I’ve been trying for days to get an HDRI image in an Arnold skydome light to render true daylight sky blues. For some reason invariably when I render the image the light coming from the skydome shifts the blue hues toward cyan enough to be irritating. I need it to appear as bright daylight, so I can’t turn down the intensity or exposure without loosing the brightness in the entire scene. Is there any way to have actual control over the hues and colors of a skydome so that the sky color and light in the scene is true to the original images?
(This is in Maya 2020 with MtoA 4.0)
I’ve been checking this with a plane that has an image file applied made from a daylight terrain photograph. If I use a normal Maya material and Maya lights (Directional and/or point lighting) the terrain color shows true color as it should, and testing a sample of the blue sky also gives fairly accurate blues as expected. So normal Maya lights give true colors, so to speak.
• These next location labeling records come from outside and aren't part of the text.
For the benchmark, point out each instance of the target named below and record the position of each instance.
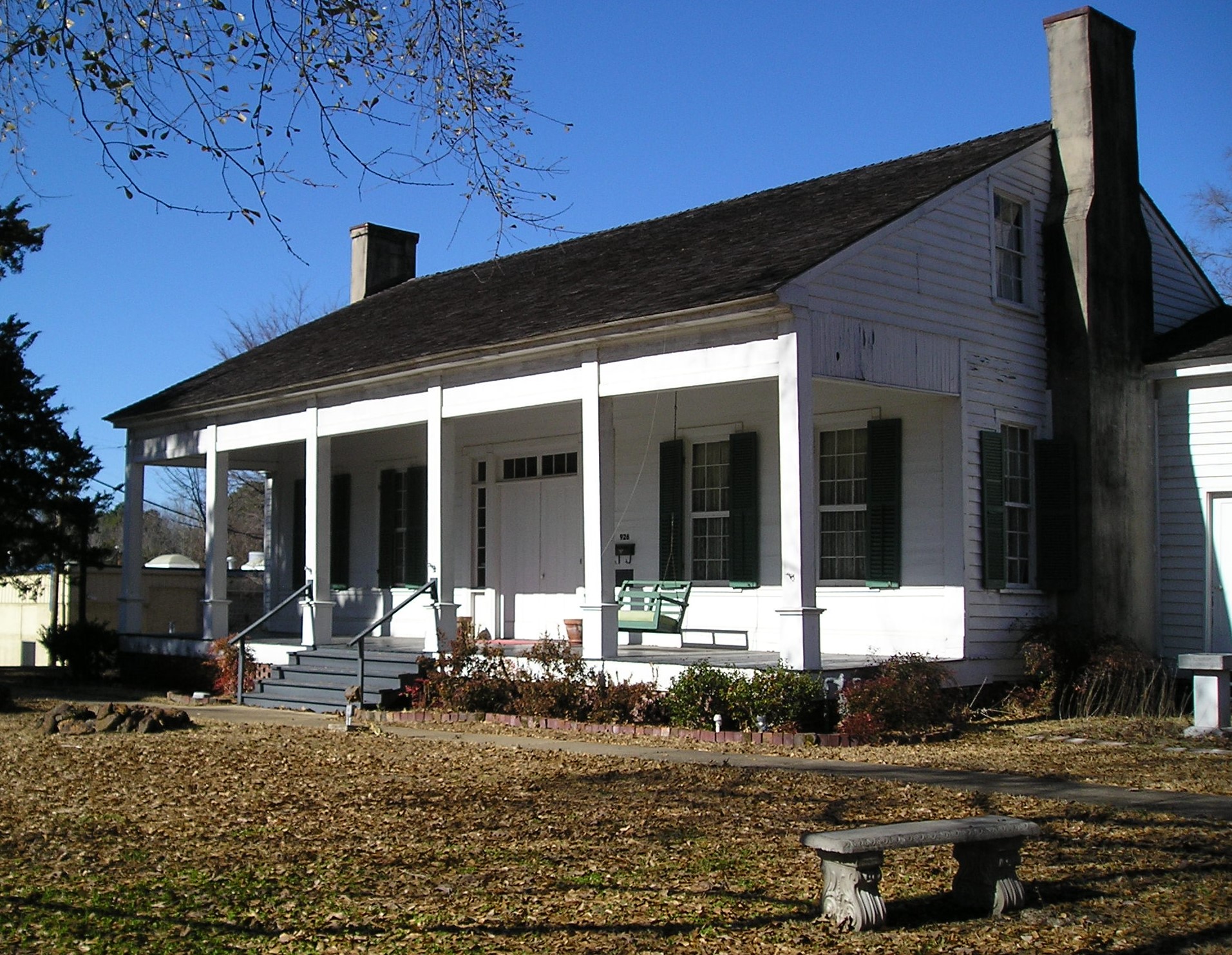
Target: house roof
(1206, 337)
(705, 256)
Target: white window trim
(837, 422)
(1029, 249)
(692, 437)
(1032, 536)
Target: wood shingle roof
(705, 256)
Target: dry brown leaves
(261, 838)
(1117, 752)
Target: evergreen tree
(46, 509)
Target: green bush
(85, 646)
(778, 699)
(701, 692)
(790, 701)
(908, 695)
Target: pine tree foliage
(46, 506)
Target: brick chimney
(1099, 316)
(381, 258)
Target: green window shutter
(885, 503)
(672, 511)
(415, 571)
(992, 470)
(746, 524)
(340, 530)
(1055, 516)
(387, 530)
(298, 534)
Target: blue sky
(672, 105)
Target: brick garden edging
(663, 732)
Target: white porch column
(797, 495)
(599, 519)
(214, 623)
(441, 482)
(318, 616)
(135, 522)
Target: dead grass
(1155, 755)
(260, 838)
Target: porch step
(317, 679)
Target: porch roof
(1206, 337)
(706, 256)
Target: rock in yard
(108, 723)
(75, 727)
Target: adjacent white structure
(831, 406)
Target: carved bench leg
(987, 878)
(850, 895)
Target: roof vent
(381, 258)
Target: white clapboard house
(892, 410)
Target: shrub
(85, 646)
(789, 701)
(908, 695)
(471, 677)
(701, 692)
(561, 689)
(625, 703)
(1075, 672)
(225, 666)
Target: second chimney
(381, 258)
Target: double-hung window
(1018, 506)
(710, 511)
(710, 529)
(1009, 241)
(1029, 506)
(843, 504)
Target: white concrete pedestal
(1213, 712)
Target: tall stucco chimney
(1099, 318)
(381, 258)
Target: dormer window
(1009, 240)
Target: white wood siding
(933, 274)
(1180, 292)
(1195, 462)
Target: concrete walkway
(1178, 804)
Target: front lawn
(260, 838)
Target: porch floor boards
(723, 657)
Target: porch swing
(653, 607)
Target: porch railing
(357, 640)
(240, 638)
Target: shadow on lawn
(36, 901)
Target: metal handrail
(357, 640)
(240, 638)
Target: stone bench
(987, 849)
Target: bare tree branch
(278, 316)
(234, 79)
(1214, 207)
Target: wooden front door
(540, 555)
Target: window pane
(710, 499)
(842, 489)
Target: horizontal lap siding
(934, 276)
(1195, 460)
(1179, 294)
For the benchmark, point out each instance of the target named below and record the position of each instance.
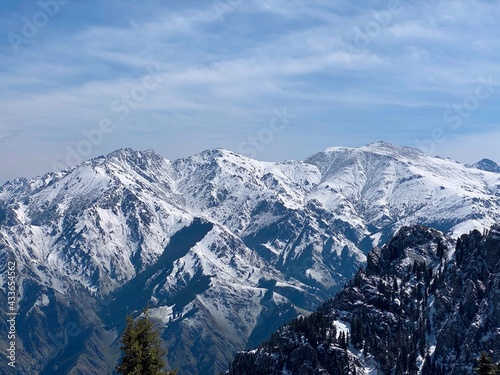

But, I’ve tried a variety of HDRI images for the Arnold skydome, specifically using ones that show clear blue skies, like desert skies, and with as few clouds as possible so the blue is nice and clean. But whenever I render the image using the skydome lighting, both the sky hues from the HDRI image as well as the hues on the terrain are shifted toward cyan. I’ve tried everything I can see, even using color temperature but I still can’t get the real blue daylight sky color that it should be. I’ve even opened the image in Photoshop to compare the actual image I start with to the rendered image using Arnold Renderer and the outcome is always shifted toward cyan hues.
I did try using the Arnold Color Corrector node, but apparently the node doesn’t function if the end result is a skydome (works in other instances/images…but not the skydome, at least not that I’ve found.)